6 of 419 comments (clear)

  1. May be FUD, but it happened to me by Tim_sama · · Score: -1, Offtopic

    I installed Ubuntu about 2 weeks ago, and somehow the installation screwed up my hard drive completely. I even tried a low-level format; nothing worked. At the time, I figured it was GRUB that had done it, but according to this news, it was Ubuntu. Which is really sad, because I was planning to finally complete that jump to Linux. Oh well, once this problem is resolved somehow, maybe I'll give it another shot.

  2. i hate to say this but: by blhack · · Score: -1, Offtopic

    Just buy the warranty for it.
    Honestly, I was just on the phone with HP about it last night, the warranty for my laptop is about 200 bucks....this covers EVERYTHING (including, the very very cute sounding persian girl from canada told me, dropping it into a tank of water while its still running).

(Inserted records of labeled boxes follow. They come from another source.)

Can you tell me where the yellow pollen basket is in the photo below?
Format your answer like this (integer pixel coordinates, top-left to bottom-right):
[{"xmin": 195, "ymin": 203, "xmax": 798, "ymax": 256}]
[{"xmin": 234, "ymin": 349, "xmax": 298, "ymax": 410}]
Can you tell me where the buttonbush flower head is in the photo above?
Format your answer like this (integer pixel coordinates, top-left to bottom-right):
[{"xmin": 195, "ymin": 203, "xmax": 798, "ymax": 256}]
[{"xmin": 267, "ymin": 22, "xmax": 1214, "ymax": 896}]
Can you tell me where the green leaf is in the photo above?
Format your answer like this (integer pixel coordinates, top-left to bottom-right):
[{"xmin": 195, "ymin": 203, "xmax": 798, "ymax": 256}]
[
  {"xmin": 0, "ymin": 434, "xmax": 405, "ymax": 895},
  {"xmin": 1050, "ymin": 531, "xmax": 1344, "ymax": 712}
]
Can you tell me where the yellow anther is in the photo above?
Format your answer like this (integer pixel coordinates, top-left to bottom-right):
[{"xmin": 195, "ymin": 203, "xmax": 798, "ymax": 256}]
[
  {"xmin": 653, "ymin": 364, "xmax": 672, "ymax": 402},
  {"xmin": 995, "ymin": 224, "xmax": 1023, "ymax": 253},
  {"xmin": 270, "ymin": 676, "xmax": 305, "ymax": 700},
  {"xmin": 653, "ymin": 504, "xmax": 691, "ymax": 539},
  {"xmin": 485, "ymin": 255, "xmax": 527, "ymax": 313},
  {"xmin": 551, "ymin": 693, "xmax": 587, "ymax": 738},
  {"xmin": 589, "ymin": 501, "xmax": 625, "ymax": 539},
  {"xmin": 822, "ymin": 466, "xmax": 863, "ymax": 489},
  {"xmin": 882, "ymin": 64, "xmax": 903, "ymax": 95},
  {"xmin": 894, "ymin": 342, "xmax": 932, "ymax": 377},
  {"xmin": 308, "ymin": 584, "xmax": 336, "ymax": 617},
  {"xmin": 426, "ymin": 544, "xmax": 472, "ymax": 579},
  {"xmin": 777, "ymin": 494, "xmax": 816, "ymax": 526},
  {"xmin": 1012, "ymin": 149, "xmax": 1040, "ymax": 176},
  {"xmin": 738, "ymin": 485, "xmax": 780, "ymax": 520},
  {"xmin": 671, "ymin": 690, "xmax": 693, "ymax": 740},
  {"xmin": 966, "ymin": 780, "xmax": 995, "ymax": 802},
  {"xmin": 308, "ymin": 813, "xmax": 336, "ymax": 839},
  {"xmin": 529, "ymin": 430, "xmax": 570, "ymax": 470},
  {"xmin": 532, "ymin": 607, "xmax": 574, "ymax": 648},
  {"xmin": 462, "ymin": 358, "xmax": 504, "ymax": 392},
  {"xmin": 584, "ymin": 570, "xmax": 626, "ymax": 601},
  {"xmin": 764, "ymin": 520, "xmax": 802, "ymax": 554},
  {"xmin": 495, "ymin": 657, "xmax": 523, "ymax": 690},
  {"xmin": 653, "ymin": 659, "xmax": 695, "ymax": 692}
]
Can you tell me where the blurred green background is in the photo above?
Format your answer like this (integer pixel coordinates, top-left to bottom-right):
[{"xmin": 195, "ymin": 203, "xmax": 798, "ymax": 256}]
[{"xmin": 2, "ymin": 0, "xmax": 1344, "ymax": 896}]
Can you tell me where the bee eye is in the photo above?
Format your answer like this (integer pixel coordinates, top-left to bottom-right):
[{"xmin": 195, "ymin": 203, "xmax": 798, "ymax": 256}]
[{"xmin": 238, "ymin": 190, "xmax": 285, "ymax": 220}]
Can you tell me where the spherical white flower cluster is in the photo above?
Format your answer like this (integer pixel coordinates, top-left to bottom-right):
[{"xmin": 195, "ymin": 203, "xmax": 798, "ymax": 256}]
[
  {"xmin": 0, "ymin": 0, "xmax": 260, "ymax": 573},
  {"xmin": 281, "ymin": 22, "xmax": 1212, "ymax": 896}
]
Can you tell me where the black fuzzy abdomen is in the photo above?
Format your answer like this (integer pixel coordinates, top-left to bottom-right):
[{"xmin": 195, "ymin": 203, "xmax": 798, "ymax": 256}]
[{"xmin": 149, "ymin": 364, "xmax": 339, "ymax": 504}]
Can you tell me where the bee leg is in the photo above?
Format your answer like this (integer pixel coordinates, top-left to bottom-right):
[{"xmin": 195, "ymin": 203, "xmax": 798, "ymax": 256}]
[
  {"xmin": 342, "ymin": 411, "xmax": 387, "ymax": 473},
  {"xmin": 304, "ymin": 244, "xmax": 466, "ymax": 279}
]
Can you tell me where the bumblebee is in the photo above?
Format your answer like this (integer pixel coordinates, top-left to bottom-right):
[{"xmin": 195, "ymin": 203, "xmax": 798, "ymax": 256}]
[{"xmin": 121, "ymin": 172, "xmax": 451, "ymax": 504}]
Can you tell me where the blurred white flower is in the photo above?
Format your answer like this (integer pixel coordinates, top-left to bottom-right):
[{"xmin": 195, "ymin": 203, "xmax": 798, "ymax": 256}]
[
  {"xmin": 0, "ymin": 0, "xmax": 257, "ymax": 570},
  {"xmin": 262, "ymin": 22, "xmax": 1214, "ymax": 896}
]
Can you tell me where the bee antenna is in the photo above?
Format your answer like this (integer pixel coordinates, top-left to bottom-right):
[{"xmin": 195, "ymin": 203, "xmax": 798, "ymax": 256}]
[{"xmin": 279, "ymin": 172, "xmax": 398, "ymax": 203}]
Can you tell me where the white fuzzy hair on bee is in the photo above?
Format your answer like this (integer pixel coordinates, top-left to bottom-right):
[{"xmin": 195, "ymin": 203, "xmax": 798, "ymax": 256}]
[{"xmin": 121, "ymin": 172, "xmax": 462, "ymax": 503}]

    I know that slashdot is home to some hard-core hardware nerds, and some very legit engineers, but Come on guys, how many of us can replace a video card that is soldered onto the motherboard.

    This will be the 2nd time that i have had to use the warranty for my laptop (meaning i'm batting 2 for 2 right now).

    If you're like me, and actually USE your laptop for its intended purpose (meaning having it thrown in the back of a car for countless trips for coffee) for god's sake

    BUY THE STINKING WARRANTY FOR IT!

    --
    NewslilySocial News. No lolcats allowed.
  3. Slashdot comment browsing is unusable by Anonymous Coward · · Score: -1, Offtopic

    I know this is offtopic, but who was the idiot who decided to make browsing comments on slashdot unusable?

    I don't think I have the patience anymore to click "25 More" 934850293485 times just to be able to view comments.

    Slashdot has finally, officially, jumped the shark.

  4. in a somewhat related note. by Anonymous Coward · · Score: -1, Offtopic

    the following is a true and slightly ontopic plaintext vicarious reenactment of an experience i encountered many moons ago. if you have something even vaguely similar i would love to hear about it, as this is the only case ive ever personally experienced (or heard of) and was a first hand witness to software destroying hardware in all my days.

    at a small computer shop i once worked at, a woman brought in a packard bell 486 dx2 66 (iirc.)

    back then we were ordering tons of those 'pcchips' all in one motherboards (this is back when all in one motherboards werent very common. onboard video was only barely starting to look like it would be commonplace, but onboard sound/modem/ethernet/etc were almost exclusively on these particular cheap boards).

    so we yoink the old packard motherboard out and throw this one in, boot up install drivers everything went smooth and i considered it done. we had these annoying checklists i almost never did but for some reason this time i did, one of the last steps was checking the floppy drive. the floppy didnt work, so i changed physical drives and it still didnt work, changed cables etc. after awhile of testing i decided that the onboard floppy port on the board was defective from factory and we grabbed another allinone board off the stack, and this time, the first thing i did before anything was boot off a floppy and it worked fine.

    reset the comp, let it boot into windows, and once again, the floppy goes out.

    all in all i went through 5 boards (the last one just to be absolutely sure i had pinned down the exact problem).

    you remember those aztech soundcard/modem combos? well, this particular packard bell had one, along with the very early dos pnp drivers in the config.sys. i hadnt bothered removing them, but, every time you would allow the computer to boot and actually process the config.sys, you would fry that particular models floppy port.

    those boards were so insane. i remember one model had BOTH slot 1 and socket 370 onboard, that looked crazy. (it even had an onboard tvtuner iirc.) im amazed that brand is still around.

  5. Try PCLinuxOS by bogaboga · · Score: 0, Offtopic
    If these claims are right, I urge folks to try PCLinuxOS. Having tried it two weeks ago, I can say that I am very very impressed. In fact, I find it better than all other Linux distros I have tried.

    Distrowatch http://www.distrowatch.com/ says it too, which means others agree.

  6. Re:AHA! :D by Killjoy_NL · · Score: 0, Offtopic

    heh, Vista is ok for me for now, wouldn't use it in the workplace yet though.

    2 Cool things:

    Aero (for 10 minutes, then I went back to classic)
    Nice volume manager (better than the one in XP)

    and for now it has been as stable as a rock, all my hardware was supported.

    Me co-worker though, he hates it with a vengeance, he is very annoyed by all the confirmations it asks for, even though he knows how to turn it off, he's always thinking about how a "normal" user would respond to this experience. I completely understand that, but for personal use, it's fine just now.